Voltaire on religion, from the Philosophical Dictionary

World History 10

Dr. Korfhage

Reading questions:

• Why does Voltaire believe in the existence of God?

• What aspects of religious belief does Voltaire accept? What aspects of religious belief does he criticize?

• Does Voltaire believe that we have any religious duties?

• In what ways do Voltaire’s views reflect the influence of the Enlightenment?

We are intelligent beings: intelligent beings cannot have been formed by a crude, blind, insensible being: there is certainly some difference between the ideas of Newton and the dung of a mule. Newton's intelligence, therefore, came from another intelligence.

When we see a beautiful machine, we say that there is a good engineer, and that this engineer has excellent judgment. The world is assuredly an admirable machine; therefore there is in the world an admirable intelligence, wherever it may be. This argument is old, and none the worse for that….

But where is the Eternal Geometer? is He in one place or in all places, without occupying space? I have no idea. Is it of His own substance that He has arranged all things? I have no idea. Is He immense without quantity and without quality? I have no idea. All that I know is that one must worship Him and be just….

[A] catechist proclaims God to the children, and Newton demonstrates Him to the learned….

Men fattened on our substance cry to us: "Be persuaded that a she-ass has spoken; believe that a fish has swallowed a man and has given him up at the end of three days safe and sound on the shore; have no doubt that the God of the universe ordered one Jewish prophet to eat excrement (Ezekiel), and another prophet to buy two whores and to make with them sons of whoredom (Hosea).[1] These are the very words that the God of truth and purity has been made to utter; believe a hundred things either visibly abominable or mathematically impossible; unless you do, the God of pity will burn you, not only during millions of thousands of millions of centuries in the fire of hell, but through all eternity, whether you have a body, whether you have not."

These inconceivable absurdities revolt weak and rash minds, as well as wise and resolute minds.
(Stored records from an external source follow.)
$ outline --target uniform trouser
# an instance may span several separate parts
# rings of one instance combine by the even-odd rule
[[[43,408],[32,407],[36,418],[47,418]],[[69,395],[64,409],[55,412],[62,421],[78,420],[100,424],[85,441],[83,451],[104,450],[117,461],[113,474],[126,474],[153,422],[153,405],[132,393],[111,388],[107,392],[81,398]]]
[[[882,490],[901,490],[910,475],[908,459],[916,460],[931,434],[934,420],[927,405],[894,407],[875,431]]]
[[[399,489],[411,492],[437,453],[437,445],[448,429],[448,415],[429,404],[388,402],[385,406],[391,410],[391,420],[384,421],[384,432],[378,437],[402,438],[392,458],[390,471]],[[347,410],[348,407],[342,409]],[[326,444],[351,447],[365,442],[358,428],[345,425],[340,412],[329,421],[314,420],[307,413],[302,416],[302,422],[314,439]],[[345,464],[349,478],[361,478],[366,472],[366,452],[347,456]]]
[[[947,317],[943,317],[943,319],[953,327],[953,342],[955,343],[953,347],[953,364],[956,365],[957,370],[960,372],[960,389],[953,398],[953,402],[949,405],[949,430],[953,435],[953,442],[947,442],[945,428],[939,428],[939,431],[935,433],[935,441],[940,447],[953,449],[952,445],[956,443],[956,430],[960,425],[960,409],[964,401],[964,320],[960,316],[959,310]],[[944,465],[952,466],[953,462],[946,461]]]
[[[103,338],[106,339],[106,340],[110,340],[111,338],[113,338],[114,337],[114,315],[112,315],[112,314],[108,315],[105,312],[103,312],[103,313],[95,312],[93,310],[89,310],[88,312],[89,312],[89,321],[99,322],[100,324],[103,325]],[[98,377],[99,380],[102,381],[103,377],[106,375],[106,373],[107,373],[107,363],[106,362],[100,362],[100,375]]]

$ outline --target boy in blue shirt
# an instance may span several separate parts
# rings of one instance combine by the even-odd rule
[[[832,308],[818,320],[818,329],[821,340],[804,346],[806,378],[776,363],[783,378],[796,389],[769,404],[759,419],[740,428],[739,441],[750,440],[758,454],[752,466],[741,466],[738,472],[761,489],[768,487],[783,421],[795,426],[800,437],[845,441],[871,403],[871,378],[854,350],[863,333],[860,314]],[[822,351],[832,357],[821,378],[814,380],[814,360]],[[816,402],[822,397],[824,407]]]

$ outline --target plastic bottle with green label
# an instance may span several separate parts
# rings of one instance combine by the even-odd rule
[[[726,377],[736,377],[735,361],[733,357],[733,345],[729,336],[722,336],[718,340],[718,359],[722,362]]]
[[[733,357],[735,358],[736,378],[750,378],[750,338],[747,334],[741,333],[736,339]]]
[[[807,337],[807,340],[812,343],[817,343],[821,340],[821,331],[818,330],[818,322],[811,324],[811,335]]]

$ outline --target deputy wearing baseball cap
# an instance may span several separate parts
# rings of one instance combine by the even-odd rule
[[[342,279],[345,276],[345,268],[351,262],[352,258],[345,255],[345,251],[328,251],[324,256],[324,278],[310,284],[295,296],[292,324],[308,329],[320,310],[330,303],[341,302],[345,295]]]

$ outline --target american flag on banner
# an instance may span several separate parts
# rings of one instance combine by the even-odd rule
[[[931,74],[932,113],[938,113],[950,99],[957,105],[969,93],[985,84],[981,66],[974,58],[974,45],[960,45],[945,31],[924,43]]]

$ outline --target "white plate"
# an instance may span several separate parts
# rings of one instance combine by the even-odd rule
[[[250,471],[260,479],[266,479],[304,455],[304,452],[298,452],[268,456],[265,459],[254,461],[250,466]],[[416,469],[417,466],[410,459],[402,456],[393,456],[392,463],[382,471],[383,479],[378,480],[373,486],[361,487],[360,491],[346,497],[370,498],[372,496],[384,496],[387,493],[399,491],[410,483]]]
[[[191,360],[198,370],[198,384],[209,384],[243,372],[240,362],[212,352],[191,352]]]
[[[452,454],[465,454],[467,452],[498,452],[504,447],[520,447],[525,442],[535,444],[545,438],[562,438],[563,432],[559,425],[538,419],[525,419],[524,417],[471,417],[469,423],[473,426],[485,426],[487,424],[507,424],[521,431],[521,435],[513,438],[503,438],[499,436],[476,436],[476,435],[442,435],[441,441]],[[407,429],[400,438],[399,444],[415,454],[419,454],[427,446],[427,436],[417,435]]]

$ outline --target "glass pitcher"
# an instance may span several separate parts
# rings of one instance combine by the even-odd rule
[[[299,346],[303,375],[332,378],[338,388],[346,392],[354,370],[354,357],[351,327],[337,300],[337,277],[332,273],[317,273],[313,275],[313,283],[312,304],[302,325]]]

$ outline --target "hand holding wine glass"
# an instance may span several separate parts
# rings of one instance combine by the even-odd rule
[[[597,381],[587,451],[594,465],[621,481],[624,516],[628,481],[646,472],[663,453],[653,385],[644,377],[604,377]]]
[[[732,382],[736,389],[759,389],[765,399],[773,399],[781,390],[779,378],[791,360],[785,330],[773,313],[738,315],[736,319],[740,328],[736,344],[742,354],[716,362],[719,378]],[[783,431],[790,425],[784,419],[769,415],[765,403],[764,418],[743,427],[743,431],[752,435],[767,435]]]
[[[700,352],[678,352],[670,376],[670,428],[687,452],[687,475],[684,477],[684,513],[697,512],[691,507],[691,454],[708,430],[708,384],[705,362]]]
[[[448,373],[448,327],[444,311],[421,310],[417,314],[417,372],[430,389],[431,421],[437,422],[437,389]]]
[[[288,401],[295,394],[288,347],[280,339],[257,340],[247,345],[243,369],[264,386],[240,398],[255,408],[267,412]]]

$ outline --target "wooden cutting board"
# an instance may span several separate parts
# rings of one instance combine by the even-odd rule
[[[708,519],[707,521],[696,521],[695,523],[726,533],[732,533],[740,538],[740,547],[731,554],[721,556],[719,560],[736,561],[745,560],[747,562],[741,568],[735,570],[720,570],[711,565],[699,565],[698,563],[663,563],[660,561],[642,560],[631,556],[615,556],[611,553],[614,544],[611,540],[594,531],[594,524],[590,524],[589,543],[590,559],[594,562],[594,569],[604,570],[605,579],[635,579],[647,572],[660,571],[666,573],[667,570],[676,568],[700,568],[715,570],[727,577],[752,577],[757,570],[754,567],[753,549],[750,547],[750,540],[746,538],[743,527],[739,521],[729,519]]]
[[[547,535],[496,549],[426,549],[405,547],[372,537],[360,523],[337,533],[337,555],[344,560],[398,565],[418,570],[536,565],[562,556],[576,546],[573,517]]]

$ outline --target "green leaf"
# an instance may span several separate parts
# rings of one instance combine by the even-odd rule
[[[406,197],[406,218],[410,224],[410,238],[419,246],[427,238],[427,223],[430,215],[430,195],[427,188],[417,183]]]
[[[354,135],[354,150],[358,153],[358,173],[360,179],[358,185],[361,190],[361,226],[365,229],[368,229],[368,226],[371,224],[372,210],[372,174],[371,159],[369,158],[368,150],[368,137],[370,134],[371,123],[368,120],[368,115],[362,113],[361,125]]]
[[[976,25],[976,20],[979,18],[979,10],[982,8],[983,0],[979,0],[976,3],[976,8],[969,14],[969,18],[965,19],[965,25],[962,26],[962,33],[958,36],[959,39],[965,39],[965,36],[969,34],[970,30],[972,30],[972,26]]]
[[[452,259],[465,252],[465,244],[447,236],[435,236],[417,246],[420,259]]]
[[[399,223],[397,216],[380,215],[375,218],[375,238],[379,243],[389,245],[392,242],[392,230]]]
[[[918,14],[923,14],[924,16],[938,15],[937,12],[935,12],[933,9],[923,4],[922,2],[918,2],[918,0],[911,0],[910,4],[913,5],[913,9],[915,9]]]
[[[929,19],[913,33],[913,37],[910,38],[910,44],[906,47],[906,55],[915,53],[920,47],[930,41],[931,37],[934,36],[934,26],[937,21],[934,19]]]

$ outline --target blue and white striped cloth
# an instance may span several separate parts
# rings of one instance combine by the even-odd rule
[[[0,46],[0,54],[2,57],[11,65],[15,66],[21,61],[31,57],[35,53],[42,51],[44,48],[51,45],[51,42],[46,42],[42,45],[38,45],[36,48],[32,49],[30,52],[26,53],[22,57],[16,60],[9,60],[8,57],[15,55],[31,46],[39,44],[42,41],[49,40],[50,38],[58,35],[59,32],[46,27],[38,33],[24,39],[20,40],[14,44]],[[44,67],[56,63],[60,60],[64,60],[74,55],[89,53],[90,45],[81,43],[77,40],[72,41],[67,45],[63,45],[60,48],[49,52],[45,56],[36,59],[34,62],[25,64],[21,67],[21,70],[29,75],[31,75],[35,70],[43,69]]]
They say: "Our masters paint God to us as the most insensate and the most barbarous of all beings; therefore there is no God; but they should say: therefore our masters attribute to God their absurdities and their furies, therefore God is the contrary of what they proclaim, therefore God is as wise and as good as they make him out mad and wicked.

***

One is bound therefore to recognize an ineffable intelligence…. One must agree that this intelligence shines in the vilest insect as in the stars. And as regards moral and physical ill, what can one say, what do? Console oneself by enjoying physical and moral good, in worshipping the Eternal Being who has made one and permitted the other….

Source:

[1] All of these are stories from the Bible.